Recensione di Girolamo De Simone
Ieri sera “La macchina del tempo” ha tenuto a battesimo “Secret Shadows” di Max Fuschetto, con Enzo Oliva (pianoforte) e Cosimo Morleo (voce). Il concerto si è tenuto a Napoli, alla Domus Ars, all’interno della trentottesima stagione concertistica dell’Associazione Domenico Scarlatti, con la direzione artistica di Enzo Amato.
Facendo seguito a un percorso di ricerca che Fuschetto porta avanti da alcuni anni, “Secret Shadows” compie un passo avanti: “lo scorso settembre, proprio qui alla Domus Ars abbiamo realizzato un primo esperimento: creare dei ponti sonori e poetici tra il mondo contemporaneo, costituito da un insieme di miei lavori per piano e chitarra elettrica, e un canto senza tempo, fluttuante tra il presente e un passato indefinito grazie anche alle originalissime qualità vocali di Cosimo e alla duttilità di Enzo che si muove con gran disinvoltura tra gli stili più diversi… Con ‘Secret Shadows’ abbiamo fatto un passo avanti. Innanzitutto Enzo Oliva eseguirà un insieme di nuovi brani che ho scritto tra febbraio e luglio di questo anno, anche come banco di prova per un prossimo lavoro discografico, e, come una costellazione che ne attraversa un’altra, le canzoni di Cosimo Morleo, Howel e Brel sposteranno il campo estetico verso il suono che si fa testo”.

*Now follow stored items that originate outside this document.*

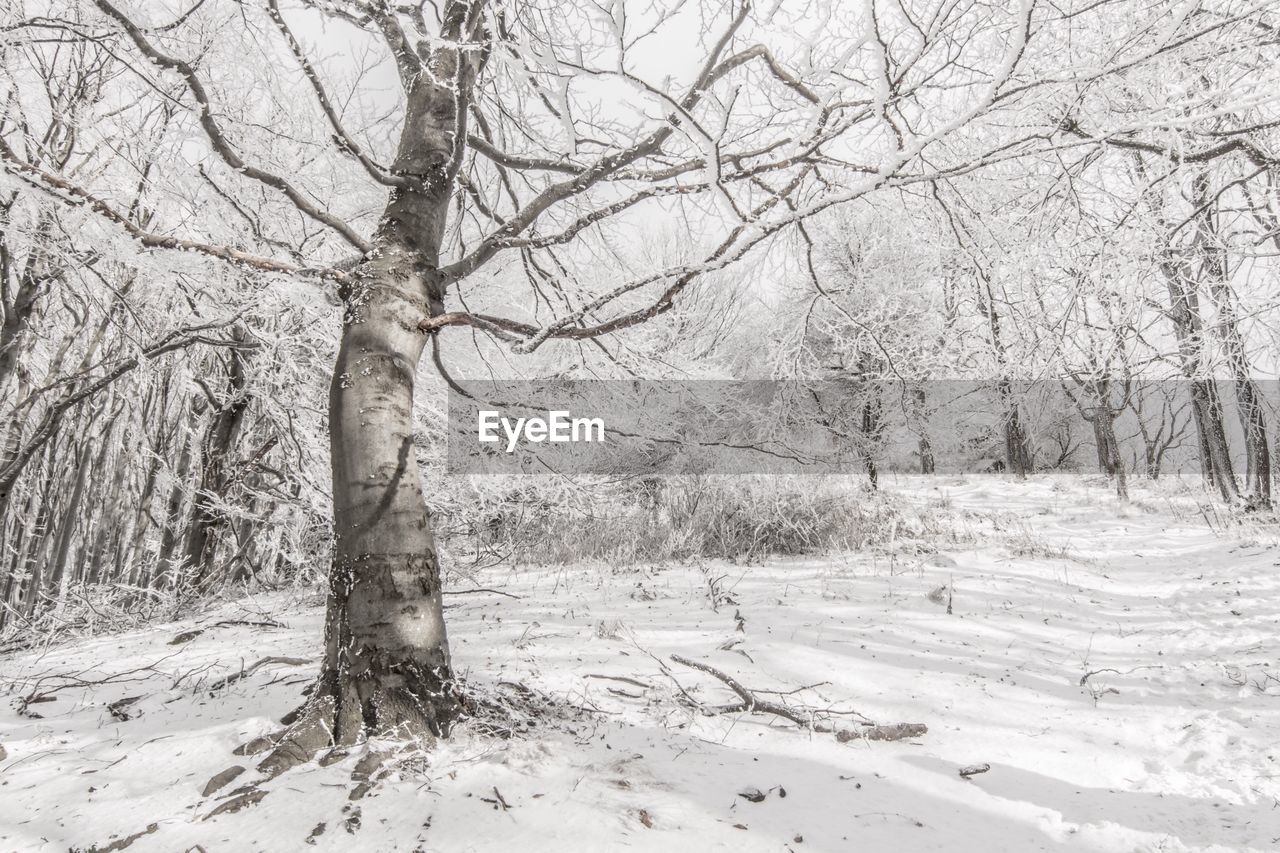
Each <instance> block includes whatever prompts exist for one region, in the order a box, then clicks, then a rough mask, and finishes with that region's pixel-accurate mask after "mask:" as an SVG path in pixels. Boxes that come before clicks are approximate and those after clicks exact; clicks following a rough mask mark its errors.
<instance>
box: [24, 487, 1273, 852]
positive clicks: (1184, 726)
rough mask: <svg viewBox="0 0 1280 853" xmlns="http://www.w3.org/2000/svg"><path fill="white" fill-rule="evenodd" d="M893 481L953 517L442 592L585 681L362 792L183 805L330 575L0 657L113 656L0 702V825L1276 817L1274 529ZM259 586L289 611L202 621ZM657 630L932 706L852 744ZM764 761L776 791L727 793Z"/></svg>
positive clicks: (542, 848)
mask: <svg viewBox="0 0 1280 853" xmlns="http://www.w3.org/2000/svg"><path fill="white" fill-rule="evenodd" d="M886 488H887V489H888V491H890V492H895V493H897V494H899V496H900V500H904V501H905V502H909V503H911V505H914V506H915V507H916V508H918V510H919V512H922V514H933V515H940V516H943V515H945V516H947V517H948V519H950V523H948V524H950V525H951V529H952V532H954V533H955V535H950V537H940V539H938V540H934V542H919V540H913V539H910V538H906V537H904V538H901V539H897V540H895V542H892V543H891V544H890V546H888V547H882V548H878V549H876V551H874V552H865V553H852V555H842V556H836V557H824V558H812V560H776V561H769V562H767V564H765V565H763V566H755V565H753V566H733V565H701V566H699V565H677V566H655V567H649V569H645V570H631V569H626V570H622V569H617V570H616V569H611V567H607V566H599V565H594V566H575V567H567V569H566V567H552V569H539V570H532V569H520V570H511V569H494V570H490V571H489V573H488V574H486V575H484V576H483V579H481V580H483V583H484V584H485V585H488V587H500V588H502V589H504V590H506V592H508V593H512V594H515V596H518V597H520V598H518V599H517V598H507V597H502V596H495V594H490V593H475V594H458V596H451V597H449V599H448V605H449V616H451V630H452V634H451V637H452V642H453V648H454V657H456V663H457V666H458V669H460V670H461V671H462V672H465V674H467V675H468V676H470V678H471V680H474V681H476V683H479V684H486V685H490V686H494V685H497V684H498V683H499V681H515V683H524V684H526V685H529V686H532V688H536V689H539V690H543V692H545V693H547V694H549V695H552V697H556V698H557V699H561V701H563V702H564V703H567V704H571V706H579V707H581V708H586V710H594V711H590V713H585V715H581V716H580V717H577V719H572V717H571V716H570V715H564V719H563V720H562V721H559V722H557V721H556V720H545V721H543V724H541V725H539V726H538V727H535V729H534V730H532V731H530V733H527V734H524V735H521V736H517V738H513V739H509V740H502V739H497V738H493V736H486V735H483V734H480V733H477V731H475V730H472V729H468V727H466V726H463V727H462V729H461V730H460V731H458V733H457V736H454V738H452V739H451V740H449V742H448V743H443V744H439V745H438V747H435V748H434V749H433V751H431V752H430V753H429V756H428V757H426V761H425V762H424V763H422V765H421V766H417V767H415V766H406V767H404V770H403V771H402V772H401V774H399V775H398V776H397V777H392V779H388V780H385V781H384V783H383V784H381V785H379V786H378V788H376V789H375V790H374V792H372V793H371V794H370V795H367V797H366V798H364V799H361V800H358V802H352V800H349V799H348V793H349V790H351V789H352V783H351V779H349V777H351V768H352V763H353V761H355V758H351V760H348V761H347V762H344V763H338V765H333V766H329V767H320V766H319V765H315V763H312V765H308V766H305V767H301V768H297V770H293V771H289V772H287V774H284V775H283V776H280V777H278V779H275V780H273V781H271V783H269V784H268V785H266V788H268V790H269V794H268V797H266V798H265V799H264V800H262V802H261V803H260V804H257V806H256V807H252V808H247V809H244V811H241V812H237V813H232V815H221V816H218V817H215V818H212V820H202V818H204V817H205V816H206V815H207V813H209V812H210V811H211V809H212V808H214V806H215V804H216V802H218V800H216V799H215V798H202V797H201V789H202V788H204V785H205V783H206V780H209V777H210V776H212V775H214V774H215V772H218V771H219V770H223V768H224V767H227V766H229V765H232V763H237V762H241V763H247V762H246V760H243V758H237V757H234V756H233V754H232V749H233V748H234V747H236V745H237V744H239V743H242V742H244V740H246V739H248V738H251V736H253V735H257V734H262V733H266V731H270V730H273V729H275V727H276V725H275V724H274V719H276V717H279V716H280V715H283V713H284V712H285V711H288V710H291V708H292V707H294V706H296V704H297V703H298V701H300V692H301V690H302V688H303V686H305V684H306V683H307V679H308V676H310V675H312V674H314V670H315V667H314V665H311V666H291V665H280V663H269V665H264V666H261V667H260V669H257V670H256V671H253V672H252V674H251V675H248V676H246V678H243V679H241V680H238V681H236V683H233V684H232V685H229V686H225V688H223V689H220V690H216V692H211V690H210V686H211V685H212V683H214V681H216V680H218V679H219V678H223V676H225V675H228V674H234V672H237V671H238V670H241V667H242V666H247V665H250V663H252V662H255V661H257V660H260V658H262V657H265V656H297V657H306V658H312V660H314V658H315V657H316V651H317V648H316V647H317V640H319V634H320V630H321V610H320V607H319V599H315V598H312V599H311V601H301V599H300V598H298V597H288V596H284V594H274V596H270V597H262V598H257V599H251V601H244V602H238V603H236V605H228V606H227V607H224V608H223V610H220V611H218V612H214V613H207V615H205V616H202V617H201V619H198V620H192V621H188V622H180V624H170V625H163V626H157V628H154V629H151V630H147V631H140V633H131V634H123V635H113V637H100V638H93V639H87V640H83V642H78V643H74V644H70V646H63V647H55V648H50V649H45V651H42V652H38V653H36V652H27V653H23V654H19V656H17V657H12V658H9V660H0V689H5V690H9V695H8V697H6V698H9V699H18V698H19V697H20V695H26V694H29V693H31V692H32V689H33V686H32V683H33V680H35V679H37V678H41V676H45V681H44V683H42V686H44V688H50V686H55V685H60V684H67V683H68V681H67V680H65V679H59V678H50V676H63V675H76V676H77V678H81V679H86V680H97V679H102V678H104V676H109V675H116V674H123V672H129V671H133V672H132V674H128V675H122V676H119V678H116V679H114V680H110V681H108V683H105V684H101V685H88V686H76V688H70V689H63V690H59V692H56V693H54V694H52V695H54V697H55V698H54V701H51V702H45V703H37V704H32V706H29V708H28V711H29V712H32V713H38V715H41V716H40V717H26V716H20V715H19V713H18V708H17V707H15V706H13V704H10V703H9V702H5V703H4V707H3V708H0V748H3V751H4V758H3V760H0V849H3V850H10V849H12V850H28V849H40V850H46V849H47V850H65V849H68V848H73V849H91V848H92V847H93V845H97V847H99V848H100V849H109V848H108V845H109V844H111V843H113V841H120V840H122V839H127V838H128V836H131V835H134V834H137V833H143V835H141V836H138V838H137V840H134V841H133V844H132V845H131V847H129V850H137V852H140V853H141V852H142V850H164V852H173V850H192V849H202V850H205V852H207V853H214V852H215V850H271V852H279V850H292V849H334V850H443V852H448V853H462V852H466V850H509V849H518V850H527V852H529V853H536V852H539V850H558V852H559V850H620V849H635V850H713V849H724V850H788V849H790V850H794V852H796V853H801V852H803V850H854V849H856V850H974V852H979V850H980V852H989V850H1018V852H1021V850H1202V849H1230V850H1236V849H1257V850H1271V849H1277V848H1280V548H1277V547H1276V546H1275V544H1274V538H1272V537H1271V534H1270V533H1267V532H1266V529H1265V528H1262V526H1256V528H1226V529H1224V524H1222V520H1221V519H1220V517H1219V516H1217V515H1216V514H1213V512H1212V511H1210V512H1201V511H1199V510H1198V508H1197V507H1196V506H1194V502H1193V500H1192V498H1189V497H1185V496H1184V497H1181V498H1178V500H1169V498H1166V497H1162V496H1161V494H1153V493H1149V492H1143V491H1142V489H1138V491H1137V493H1135V502H1134V503H1133V505H1129V506H1120V505H1117V503H1116V501H1115V498H1114V497H1111V494H1110V491H1108V488H1107V485H1106V483H1105V482H1101V480H1097V479H1093V480H1088V482H1083V483H1082V482H1080V480H1078V479H1075V480H1073V479H1066V478H1061V479H1057V478H1047V479H1036V480H1033V482H1030V483H1027V484H1015V483H1011V482H1006V480H1004V479H1000V478H969V479H955V478H937V479H928V480H925V479H911V478H905V479H897V480H893V479H892V478H890V482H888V483H886ZM709 580H710V581H716V583H714V585H716V588H717V589H718V590H719V592H721V593H722V597H721V603H719V605H718V606H717V607H716V608H713V607H712V596H710V594H709V588H710V587H712V584H710V583H709ZM946 584H954V588H952V589H951V590H950V592H951V605H952V612H951V615H947V612H946V603H947V602H946V598H947V590H940V589H938V588H940V587H943V585H946ZM929 593H934V594H933V596H931V594H929ZM724 596H727V598H726V597H724ZM728 598H731V599H732V601H728ZM268 616H269V617H270V619H271V620H278V621H280V622H283V624H284V625H285V626H284V628H264V626H255V625H216V622H219V621H227V620H248V621H266V617H268ZM200 628H204V629H205V630H204V631H202V633H201V634H198V635H196V637H195V638H193V639H189V640H188V642H184V643H179V644H170V642H172V640H173V639H174V638H175V637H177V635H178V634H180V633H183V631H191V630H196V629H200ZM672 653H680V654H685V656H687V657H691V658H695V660H700V661H704V662H708V663H710V665H712V666H716V667H718V669H722V670H726V671H728V672H732V674H733V675H736V676H739V678H740V679H741V680H742V681H744V683H745V684H746V685H749V686H751V688H754V689H759V690H792V689H795V688H799V686H805V685H813V684H818V686H813V688H812V689H808V690H803V692H799V693H794V694H791V695H786V697H783V698H785V701H787V702H791V703H795V704H799V706H806V707H810V708H835V710H855V711H858V712H860V713H861V715H865V716H867V717H870V719H874V720H877V721H882V722H899V721H908V722H915V721H920V722H925V724H928V727H929V730H928V734H925V735H923V736H920V738H918V739H911V740H904V742H890V743H872V742H865V740H855V742H851V743H844V744H842V743H837V742H836V740H835V739H833V738H832V735H829V734H808V733H805V731H801V730H797V729H796V727H795V726H794V725H791V724H786V722H783V721H780V720H778V719H776V717H767V716H751V715H746V713H733V715H723V716H700V715H698V713H695V712H692V711H691V710H689V708H687V707H686V704H682V703H681V702H680V701H678V689H677V686H676V683H675V680H678V684H680V685H682V686H684V689H686V690H689V692H690V693H691V694H692V695H695V697H696V698H698V699H700V701H705V702H712V703H716V702H728V701H731V699H732V698H733V697H732V694H730V693H728V692H727V690H726V689H724V688H723V686H722V685H721V684H719V683H717V681H716V680H714V679H712V678H709V676H708V675H705V674H703V672H698V671H694V670H691V669H687V667H682V666H678V665H676V663H672V662H671V661H669V656H671V654H672ZM659 661H664V662H666V663H664V665H666V667H668V670H669V675H668V674H664V672H663V669H662V665H659ZM600 676H608V678H600ZM672 676H673V678H672ZM620 679H626V680H620ZM673 679H675V680H673ZM494 689H497V686H494ZM129 697H141V698H140V699H137V701H136V702H133V703H129V704H127V706H124V707H118V711H116V713H115V715H113V712H111V710H110V708H109V707H108V706H109V704H111V703H115V702H116V701H119V699H124V698H129ZM771 698H777V697H771ZM120 717H127V719H120ZM979 763H989V766H991V768H989V771H988V772H984V774H980V775H975V776H972V777H969V779H961V777H960V775H959V772H957V771H959V768H960V767H963V766H968V765H979ZM243 779H251V774H250V775H246V776H244V777H243ZM753 789H754V790H758V792H760V793H763V794H764V799H763V800H762V802H751V799H749V798H745V797H741V795H740V794H741V793H744V792H750V790H753ZM320 825H323V827H321V826H320ZM148 830H150V831H148ZM197 845H198V847H197Z"/></svg>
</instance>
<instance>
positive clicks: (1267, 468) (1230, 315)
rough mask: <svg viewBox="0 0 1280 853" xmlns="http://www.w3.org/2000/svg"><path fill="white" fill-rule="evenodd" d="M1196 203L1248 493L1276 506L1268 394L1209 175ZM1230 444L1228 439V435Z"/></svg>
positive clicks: (1203, 272)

Con questi presupposti, lo spettacolo inizia col pianoforte solo, e si rende subito fluido seguendo una struttura palindroma di 3 + 3 / reading / 1 / reading / 3 + 3. Talora il lirismo viene offerto dall’oboe di Max Fuschetto, come in Amaranta, talaltra si intreccia con virtuosistica tenzone, tra ritmi serrati affidati alla mano sinistra di Enzo Oliva e una maggior tematicità alla mano destra. Le cellule sono trattate in un modo che sembra far sua la lezione post-donatoniana, riuscendo tuttavia a conciliarsi con una meravigliosa spontanea assimilazione di stilemi tratti dal blues e dalla musica popular. Sento vicine, in alcuni brani, le sospensioni di piccole frasi in pianissimo, lasciate come incompiute, e che subito riallacciano e chiudono cerchi logici di coinvolgente astrazione. Il portato complessivo degli stilemi – che potrei dire individuano l’originalità del gesto compositivo di Fuschetto – è di straordinario interesse e, cosa che a me pare molto importante, innovativi ed efficaci nella loro scrittura pianistica. Enzo Oliva tesse queste ritmiche e riesce a far procedere gli inanellamenti che ne scaturiscono con sicurezza e abile gestualità. Nei due momenti centrali, una narrazione sonora è sfondo alla voce di Cosimo Morleo, il quale rende con bella profondità timbrica e ampia tessitura lirici testi. Tale ‘sfondo’ è una texture di pad sonori che per bellezza potrebbe anche farsi assolo. La conclusione della performance, l’ultima ‘triade’ della struttura palindroma, è affidata al contrappunto dialogante con la musica di Cosimo Morleo, molto bella, e la versione di Franco Battiato de La Chanson des Vieux Amants di Jacques Brel.
Mi piace completare questa breve cronaca riportando anche qui quanto Fuschetto annota sul programma di sala: “Metafore che si trasformano: prendo a prestito questa espressione da un sottotitolo di un romanzo di Haruki Murakami per raccontare la storia, breve, di questi primi dieci brani per pianoforte… Rebecca, Amaranta… sono motivi, temi, melodie che vengono da lontano. Appuntate su un foglio, in una cassetta, a mente tra il 1991 e il 1993 le ho portate con me qua e là nei vari spostamenti come fossero la sintesi di quel mondo, una sintesi affidata al suono più che alla parola. Quando a febbraio di quest’anno ho deciso di riprenderne alcuni, li ho considerati metafore, simboli, ologrammi che letti con gli occhi e ascoltati con le orecchie di oggi hanno preso a trasformarsi. Metafore. Che si trasformano, appunto”.